Once my pitch for the book was accepted in the spring of 2014, going to Scotland became a priority. I’d never been before, and, to me, seeing where the Mary Chain hailed from was critical to understanding the context for the album’s creation. I wanted to walk the streets where the band once roamed, staking out how they would become the perfect pop band. And the fact that the band had just announced the first leg of their Psychocandy shows, which would pass through Glasgow and London later in 2014, was more than serendipitous. I booked a ticket almost immediately.

In Glasgow, I let myself be taken on a tour by a friend and local, Finn Maclean, who was studying there at the time. We were blessed with unusually good weather for November, and with him, I went on winding walks throughout the city, to pubs, dives, small venues, record stores, comedy clubs, and a cèilidh. I spent perhaps a bit too much of my allotted travel money on records at Monorail, but it was worth it. On my own, I made pilgrimages to George Square, where the likes of Bobby Gillespie and Rose McDowall danced and reveled at the short-lived (but massively influential) Splash One party back in the mid-1980s.

My trip culminated with a venture to the stunning Barrowland Ballroom, where the Mary Chain performed Psychocandy in full.
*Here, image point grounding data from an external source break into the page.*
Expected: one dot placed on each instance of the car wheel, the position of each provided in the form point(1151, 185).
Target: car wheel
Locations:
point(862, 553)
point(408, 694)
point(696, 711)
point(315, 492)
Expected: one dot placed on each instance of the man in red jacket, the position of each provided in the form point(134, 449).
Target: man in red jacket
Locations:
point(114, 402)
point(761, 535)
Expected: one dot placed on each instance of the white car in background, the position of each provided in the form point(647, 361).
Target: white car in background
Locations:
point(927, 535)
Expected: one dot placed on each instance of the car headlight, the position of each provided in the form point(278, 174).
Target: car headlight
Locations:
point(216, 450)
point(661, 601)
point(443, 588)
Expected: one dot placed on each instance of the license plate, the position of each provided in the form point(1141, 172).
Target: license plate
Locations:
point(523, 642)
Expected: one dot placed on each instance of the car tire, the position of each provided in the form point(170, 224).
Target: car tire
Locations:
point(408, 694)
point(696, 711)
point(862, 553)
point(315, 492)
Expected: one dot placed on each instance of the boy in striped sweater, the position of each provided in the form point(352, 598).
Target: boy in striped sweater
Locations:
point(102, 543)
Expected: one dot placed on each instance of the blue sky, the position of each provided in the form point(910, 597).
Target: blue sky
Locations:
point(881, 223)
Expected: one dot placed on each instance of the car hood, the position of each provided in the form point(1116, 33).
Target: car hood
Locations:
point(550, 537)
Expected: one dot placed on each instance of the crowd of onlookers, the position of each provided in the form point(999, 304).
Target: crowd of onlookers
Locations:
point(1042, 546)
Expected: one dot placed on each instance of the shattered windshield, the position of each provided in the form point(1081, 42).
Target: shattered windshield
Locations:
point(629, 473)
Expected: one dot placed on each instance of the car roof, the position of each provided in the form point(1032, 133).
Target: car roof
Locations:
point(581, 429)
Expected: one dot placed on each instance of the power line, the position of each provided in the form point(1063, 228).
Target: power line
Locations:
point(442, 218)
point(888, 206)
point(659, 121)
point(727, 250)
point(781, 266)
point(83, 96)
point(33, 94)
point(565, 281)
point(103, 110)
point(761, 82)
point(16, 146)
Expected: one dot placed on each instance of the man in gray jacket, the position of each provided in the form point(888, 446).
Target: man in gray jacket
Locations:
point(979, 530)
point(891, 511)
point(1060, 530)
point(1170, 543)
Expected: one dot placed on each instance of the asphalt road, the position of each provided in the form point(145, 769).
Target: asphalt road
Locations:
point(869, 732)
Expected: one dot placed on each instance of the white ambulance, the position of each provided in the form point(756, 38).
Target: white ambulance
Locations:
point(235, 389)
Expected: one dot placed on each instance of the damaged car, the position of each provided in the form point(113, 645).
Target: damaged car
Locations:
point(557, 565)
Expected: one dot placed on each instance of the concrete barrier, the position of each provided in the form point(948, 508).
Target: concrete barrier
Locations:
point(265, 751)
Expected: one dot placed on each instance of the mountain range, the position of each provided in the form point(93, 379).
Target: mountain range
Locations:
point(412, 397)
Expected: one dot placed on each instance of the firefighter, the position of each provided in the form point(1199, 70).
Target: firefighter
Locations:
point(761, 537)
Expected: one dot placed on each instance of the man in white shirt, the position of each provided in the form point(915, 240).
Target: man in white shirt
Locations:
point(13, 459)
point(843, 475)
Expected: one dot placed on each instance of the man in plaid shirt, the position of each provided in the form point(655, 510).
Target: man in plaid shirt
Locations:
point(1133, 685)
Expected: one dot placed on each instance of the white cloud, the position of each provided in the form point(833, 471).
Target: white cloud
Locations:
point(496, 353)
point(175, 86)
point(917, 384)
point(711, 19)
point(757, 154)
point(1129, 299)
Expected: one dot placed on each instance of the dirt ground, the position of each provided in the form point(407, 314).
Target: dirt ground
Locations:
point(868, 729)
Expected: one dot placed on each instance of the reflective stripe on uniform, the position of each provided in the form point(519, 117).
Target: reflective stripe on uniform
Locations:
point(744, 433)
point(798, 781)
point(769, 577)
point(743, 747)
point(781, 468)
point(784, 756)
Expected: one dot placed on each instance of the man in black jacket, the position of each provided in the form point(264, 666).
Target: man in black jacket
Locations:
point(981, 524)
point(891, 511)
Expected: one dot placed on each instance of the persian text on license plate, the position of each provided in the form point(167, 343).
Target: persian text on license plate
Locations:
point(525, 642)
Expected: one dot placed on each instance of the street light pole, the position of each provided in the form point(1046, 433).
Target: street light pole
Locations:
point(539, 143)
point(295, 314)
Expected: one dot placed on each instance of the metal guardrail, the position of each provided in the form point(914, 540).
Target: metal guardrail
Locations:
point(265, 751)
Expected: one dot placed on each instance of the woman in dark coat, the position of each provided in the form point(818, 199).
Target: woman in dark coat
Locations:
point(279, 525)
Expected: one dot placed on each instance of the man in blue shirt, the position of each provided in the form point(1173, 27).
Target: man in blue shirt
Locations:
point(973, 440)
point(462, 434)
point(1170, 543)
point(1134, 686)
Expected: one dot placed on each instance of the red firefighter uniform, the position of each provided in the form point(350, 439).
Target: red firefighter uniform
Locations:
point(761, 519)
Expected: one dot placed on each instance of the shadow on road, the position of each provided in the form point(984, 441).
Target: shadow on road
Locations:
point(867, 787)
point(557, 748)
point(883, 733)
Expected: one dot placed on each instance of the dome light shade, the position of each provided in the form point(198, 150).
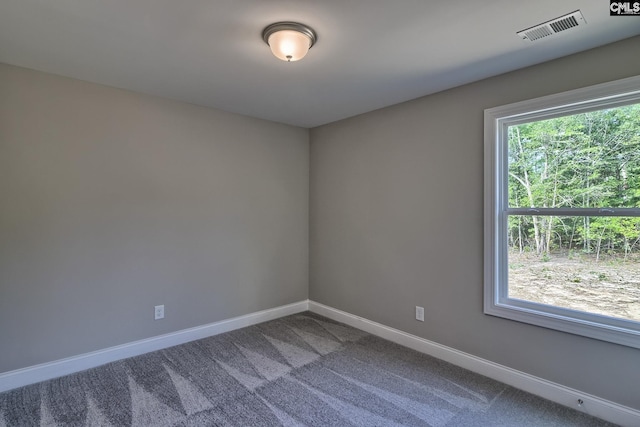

Under that starry ceiling, where the likes of luminaries like David Bowie and Blondie had once strutted, the Mary Chain performed the album top to bottom, with the crowd going mental to cuts like “In a Hole.” It wasn’t as, erm, eventful as their early shows. But the mood was festive, and it felt like a kind of homecoming. I was lucky have been a part of it.

I’m floored to have the chance to come back to Scotland again to chat with the band’s former bass player, Douglas Hart, about how the album came together, and its resonance now. It’s happening at Monorail at 7 p.m. on November 16th—do come out!